By refusing to exercise appellate jurisdiction until the criminal proceedings have been completed, the Seventh Circuit left open the question of what restrictions the current Criminal Rules impose on the service of process on foreign corporate defendants, particularly under the “alter ego” theory. Thus, there remains no appellate guidance on when the Criminal Rules permit the U.S. government to summon a foreign organizational defendant from abroad, including by serving the defendant’s domestic subsidiary. In the wake of the Seventh Circuit’s ruling, foreign companies facing potential service of criminal summonses should consider carefully their options for challenging such service, but should not expect an early appellate review, barring unusually compelling circumstances.
Actions of the Advisory Committee on the Federal Rules of Criminal Procedure
In view of its increased enforcement efforts, particularly involving foreign companies, the DOJ has petitioned the Advisory Committee to amend Criminal Rule 4 to allow service of a criminal summons on foreign organizational defendants from abroad. Both the Advisory Committee and the DOJ have labeled the current version of Criminal Rule 4 as an “obstacle” to the prosecution of foreign organizations that have no last known address or principal place of business in the U.S.
Following the DOJ’s proposal in October 2012, the Advisory Committee determined that further study was warranted. Afterwards, in August 2014, the Advisory Committee published its proposed amendments for public comment. The proposal would amend Criminal Rule 4 to: (i) authorize service outside a judicial district of the United States; (ii) limit Criminal Rule 4(c)(3)(C)’s Mailing Requirement to service on an organization within the United States, where the organization is served through a particular type of statutory agent; and (iii) provide for methods of service for a foreign corporation outside the United States.
The Advisory Committee held public hearings on the proposed amendments, and received a variety of comments by the February 17, 2015 deadline. The proposed amendments, if approved, would become effective on or about December 1, 2016.
The U.S. government continues to invest resources into the investigation and prosecution of trade secrets offenses, including with respect to foreign companies.

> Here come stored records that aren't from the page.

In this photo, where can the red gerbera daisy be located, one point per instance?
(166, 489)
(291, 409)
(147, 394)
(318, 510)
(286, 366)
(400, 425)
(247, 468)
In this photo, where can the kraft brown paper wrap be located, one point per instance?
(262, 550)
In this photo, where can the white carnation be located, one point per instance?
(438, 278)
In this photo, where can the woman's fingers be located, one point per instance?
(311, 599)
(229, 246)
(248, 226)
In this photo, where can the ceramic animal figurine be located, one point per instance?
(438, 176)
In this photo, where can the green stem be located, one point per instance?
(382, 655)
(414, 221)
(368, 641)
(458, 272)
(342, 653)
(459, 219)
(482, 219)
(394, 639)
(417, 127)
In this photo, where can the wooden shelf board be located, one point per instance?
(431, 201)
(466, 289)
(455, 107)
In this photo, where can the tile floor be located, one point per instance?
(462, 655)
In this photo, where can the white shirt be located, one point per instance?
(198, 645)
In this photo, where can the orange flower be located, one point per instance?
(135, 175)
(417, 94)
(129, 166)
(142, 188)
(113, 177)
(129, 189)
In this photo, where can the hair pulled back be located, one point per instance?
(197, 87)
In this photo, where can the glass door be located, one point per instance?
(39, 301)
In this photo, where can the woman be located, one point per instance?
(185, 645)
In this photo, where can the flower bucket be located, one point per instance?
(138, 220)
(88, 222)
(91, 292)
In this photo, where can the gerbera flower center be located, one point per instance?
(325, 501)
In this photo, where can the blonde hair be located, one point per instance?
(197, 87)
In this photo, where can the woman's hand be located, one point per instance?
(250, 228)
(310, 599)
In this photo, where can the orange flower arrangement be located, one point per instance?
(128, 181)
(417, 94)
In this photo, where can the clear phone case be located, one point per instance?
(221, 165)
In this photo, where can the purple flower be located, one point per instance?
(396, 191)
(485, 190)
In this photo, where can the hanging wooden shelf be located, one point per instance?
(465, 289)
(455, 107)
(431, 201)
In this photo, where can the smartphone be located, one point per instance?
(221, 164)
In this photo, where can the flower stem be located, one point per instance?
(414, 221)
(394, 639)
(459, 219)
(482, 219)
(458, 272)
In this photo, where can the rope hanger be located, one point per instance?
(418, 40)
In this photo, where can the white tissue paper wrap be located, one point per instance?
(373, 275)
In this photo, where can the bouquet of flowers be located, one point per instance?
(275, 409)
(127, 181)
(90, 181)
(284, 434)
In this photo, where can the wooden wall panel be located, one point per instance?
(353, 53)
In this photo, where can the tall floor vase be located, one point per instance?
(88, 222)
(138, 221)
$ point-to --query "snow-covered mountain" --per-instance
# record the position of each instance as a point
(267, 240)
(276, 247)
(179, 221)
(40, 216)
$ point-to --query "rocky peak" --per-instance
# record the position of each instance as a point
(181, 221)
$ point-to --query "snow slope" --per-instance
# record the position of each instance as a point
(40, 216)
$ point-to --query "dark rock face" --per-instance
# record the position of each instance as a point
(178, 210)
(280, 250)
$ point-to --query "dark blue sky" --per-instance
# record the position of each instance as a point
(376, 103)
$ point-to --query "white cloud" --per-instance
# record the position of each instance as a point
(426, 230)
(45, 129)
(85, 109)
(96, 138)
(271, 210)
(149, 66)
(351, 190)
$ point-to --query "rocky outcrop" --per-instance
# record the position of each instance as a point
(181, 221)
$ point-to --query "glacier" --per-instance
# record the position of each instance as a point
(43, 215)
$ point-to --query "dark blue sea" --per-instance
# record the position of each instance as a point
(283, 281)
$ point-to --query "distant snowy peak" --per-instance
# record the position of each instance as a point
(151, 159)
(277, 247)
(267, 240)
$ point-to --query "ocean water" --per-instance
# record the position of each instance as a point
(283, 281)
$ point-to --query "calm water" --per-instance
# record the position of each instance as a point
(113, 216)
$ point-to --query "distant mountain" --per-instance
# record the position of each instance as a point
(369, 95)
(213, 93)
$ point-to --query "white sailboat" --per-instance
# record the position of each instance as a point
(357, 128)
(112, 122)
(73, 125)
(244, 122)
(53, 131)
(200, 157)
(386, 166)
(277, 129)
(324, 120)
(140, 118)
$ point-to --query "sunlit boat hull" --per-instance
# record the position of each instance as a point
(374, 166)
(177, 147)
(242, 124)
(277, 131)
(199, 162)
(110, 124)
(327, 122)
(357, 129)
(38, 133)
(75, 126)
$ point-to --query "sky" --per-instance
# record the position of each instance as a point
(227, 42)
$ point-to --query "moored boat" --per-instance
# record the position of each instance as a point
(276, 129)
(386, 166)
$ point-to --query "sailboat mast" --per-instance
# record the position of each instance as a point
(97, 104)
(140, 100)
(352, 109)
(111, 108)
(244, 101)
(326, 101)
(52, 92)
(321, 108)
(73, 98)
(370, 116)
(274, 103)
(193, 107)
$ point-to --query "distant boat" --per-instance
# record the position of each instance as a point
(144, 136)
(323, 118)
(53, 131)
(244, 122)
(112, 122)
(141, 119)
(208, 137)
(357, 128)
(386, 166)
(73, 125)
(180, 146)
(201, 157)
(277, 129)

The language in the TSI in Pangang related to service of the summons and appearance of the organizational defendants is an interesting development that may signal the prosecutors’ confidence that the proposed amendments to Criminal Rule 4 will be adopted and take effect on or about December 1, 2016. It also may signal the prosecutors’ reticence to attempt to effect service on an exclusively foreign-based organizational defendant under the existing version of Criminal Rule 4. Regardless, foreign companies facing potential service of criminal summonses should consider carefully the evolving case law on when such service is proper under the current Criminal Rules, as well as continue to follow the rulemaking process for key developments.
Finally, such defendants should also consider the potential impact of the Sixth Amendment on any apparent decision made by the DOJ to postpone service until after the proposed amendments to Criminal Rule 4 become effective in December 2016. Prolonged delay in the initiation of a prosecution attributable to the DOJ’s lack of diligence (as opposed to a defendant’s deliberate choice to contest the adequacy of service efforts) may provide a potential defense to any defendant seemingly prejudiced by such delay.